Sunday, 14 December 2014

Zhejiang hospital runs out of money, can't pay for medicines

by Michael Woodhead
A hospital near Taizhou in Zhejiang is "crying poor" saying that increasing patient burden and rising prices means it does not have enough money to buy essential drugs. The Xianju county hospital has out up a notice on its public LED screen asking for "understanding" because it is no longer able to provide medical supplies such as blood plasma. 

The hospital authorities said their outlays exceeded their income and they no longer had funds to buy drugs and other medical supplies. The director of the hospital, Chen Xiaojun, told Xinhua that the hospital was more than 15 million yuan in debt because the New Rural Medical Insurance Scheme did not cover all the expenses incurred by patients and the insurer was refusing to release further funds. The local health department was also refusing to provide further funding, and the unpaid bills of 11 million yuan meant that pharmaceutical companies were no longer willing to supply drugs to the hospital.

The shortage of drugs was most acute for the high cost drugs for conditions such as bronchitis and anaesthetics and other drugs needed to cover surgery, he said. This meant that operations at the hospital also had to be curtailed. Medical staff said patients were being advised to find another hospital if they had a serious disease, and medical staff were also complaining that their wages had not been paid for some months.

The hospital authorities blamed the 'bankruptcy' on three factors: they said the government reimbursement levels for had been set in 2008 and had not kept up with rising costs or increasing patient numbers. Secondly, the price of drugs had also increased substantially, leaving hospitals out of pockets, especially with new zero markup policies.
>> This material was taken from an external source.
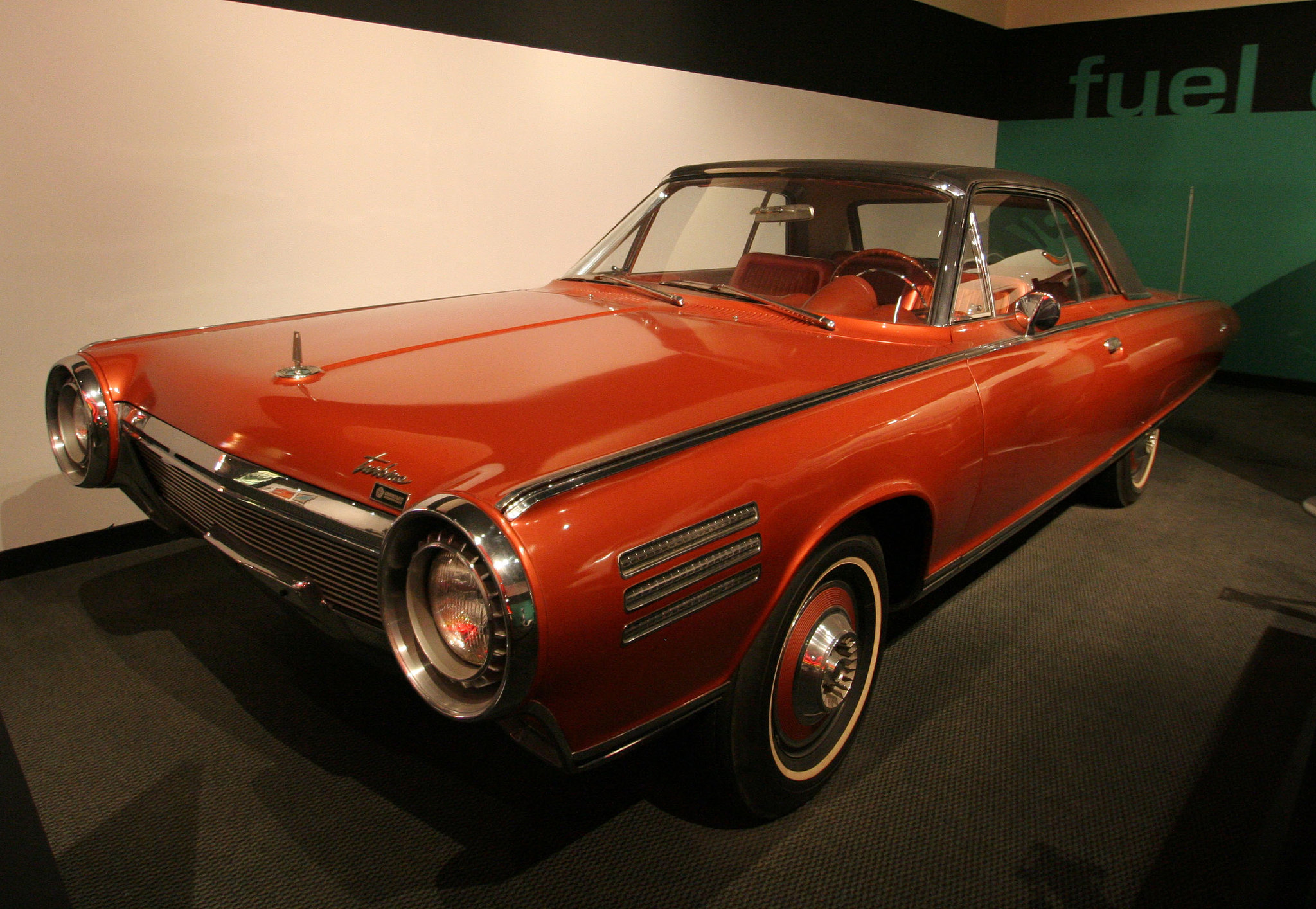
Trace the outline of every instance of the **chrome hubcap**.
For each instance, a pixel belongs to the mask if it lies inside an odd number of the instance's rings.
[[[813,626],[795,669],[795,715],[812,725],[834,711],[854,686],[859,639],[841,610],[828,613]]]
And most importantly, the rural medical insurance scheme expanded the reimbursement to patients for inpatient costs from 40% to 80% of fees, which meant many patients now wanted to stay as inpatients for longer, driving up costs.

A spokesman for the Xianju country government said the relevant departments were now having a 'crisis meeting' to solve the problems that had led to the  lack of funding at the hotel. However a spokesman said the Xianju hospital was not the only hospital facing the problems of rising costs and falling income, and the problem had to be tackled on a wider basis by changing the reimbursement system and charges, he said.

The local government also criticised the hospital for making public announcements about its poor financial state and lack of medications, as this would lead to public panic and loss of faith, he said.